MONDAY, March 14, 2022 (HealthDay News) — An artificial intelligence (AI) tool can effectively identify and distinguish between two life-threatening heart conditions from ultrasound videos, according to a study published online Feb. 23 in JAMA Cardiology.

Grant Duffy, from Cedars-Sinai Medical Center in Los Angeles, and colleagues assessed the accuracy of a deep learning workflow to quantify ventricular hypertrophy and predict the cause of increased left ventricular (LV) wall thickness. The analysis included ultrasound videos from 23,745 patients seen at two health care systems.

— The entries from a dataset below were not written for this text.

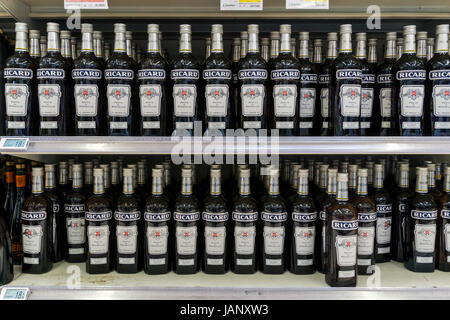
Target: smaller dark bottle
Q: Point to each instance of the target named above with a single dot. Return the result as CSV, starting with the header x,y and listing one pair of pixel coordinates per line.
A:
x,y
383,201
383,113
367,221
217,77
420,227
120,86
304,216
274,228
153,88
285,76
443,225
367,85
100,229
324,85
187,227
245,228
401,199
408,95
129,228
438,85
342,238
345,88
55,101
58,229
215,218
157,227
87,76
253,83
185,75
74,217
37,228
310,116
20,90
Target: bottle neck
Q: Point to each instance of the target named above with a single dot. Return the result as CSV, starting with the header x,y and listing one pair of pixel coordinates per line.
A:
x,y
21,42
53,42
185,43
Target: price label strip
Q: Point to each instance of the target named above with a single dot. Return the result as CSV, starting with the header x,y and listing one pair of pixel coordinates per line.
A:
x,y
14,144
11,293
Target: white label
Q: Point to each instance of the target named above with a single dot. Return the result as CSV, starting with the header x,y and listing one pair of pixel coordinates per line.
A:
x,y
324,93
75,230
215,240
150,96
307,102
366,239
126,239
304,240
384,230
32,239
98,238
411,98
386,102
49,99
16,98
285,100
425,236
217,100
157,238
441,100
119,98
184,97
366,102
252,96
186,240
346,250
350,100
245,239
86,100
273,240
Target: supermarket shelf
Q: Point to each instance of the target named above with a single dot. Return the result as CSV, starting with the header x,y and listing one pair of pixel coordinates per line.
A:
x,y
234,145
391,281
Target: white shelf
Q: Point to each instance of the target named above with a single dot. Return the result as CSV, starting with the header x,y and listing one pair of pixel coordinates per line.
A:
x,y
240,145
391,281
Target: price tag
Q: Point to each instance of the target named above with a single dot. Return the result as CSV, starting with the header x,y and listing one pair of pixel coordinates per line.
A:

The researchers found that the deep learning algorithm accurately measured intraventricular wall thickness, LV diameter, and posterior wall thickness, and they classified cardiac amyloidosis (area under the curve [AUC], 0.83) and hypertrophic cardiomyopathy (AUC, 0.98) separately from other causes of LV hypertrophy. When using external validation data sets from independent domestic and international health care systems, the deep learning algorithm accurately quantified ventricular parameters (domestic: R2, 0.96; international: R2, 0.90). Mean absolute error was 1.7 mm for intraventricular septum thickness, 3.8 mm for LV internal dimension, and 1.8 mm for LV posterior wall thickness in the domestic data set and 1.7 mm, 2.9 mm, and 2.3 mm, respectively, in the international data set. In the domestic set, the algorithm accurately detected cardiac amyloidosis (AUC, 0.79) and hypertrophic cardiomyopathy (AUC, 0.89).

“The algorithm identified high-risk patients with more accuracy than the well-trained eye of a clinical expert,” a coauthor said in a statement. “This is because the algorithm picks up subtle cues on ultrasound videos that distinguish between heart conditions that can often look very similar to more benign conditions, as well as to each other, on initial review.”

Three authors disclosed having a patent pending for EchoNet-LVH; several authors disclosed financial ties to the pharmaceutical and medical technology industries.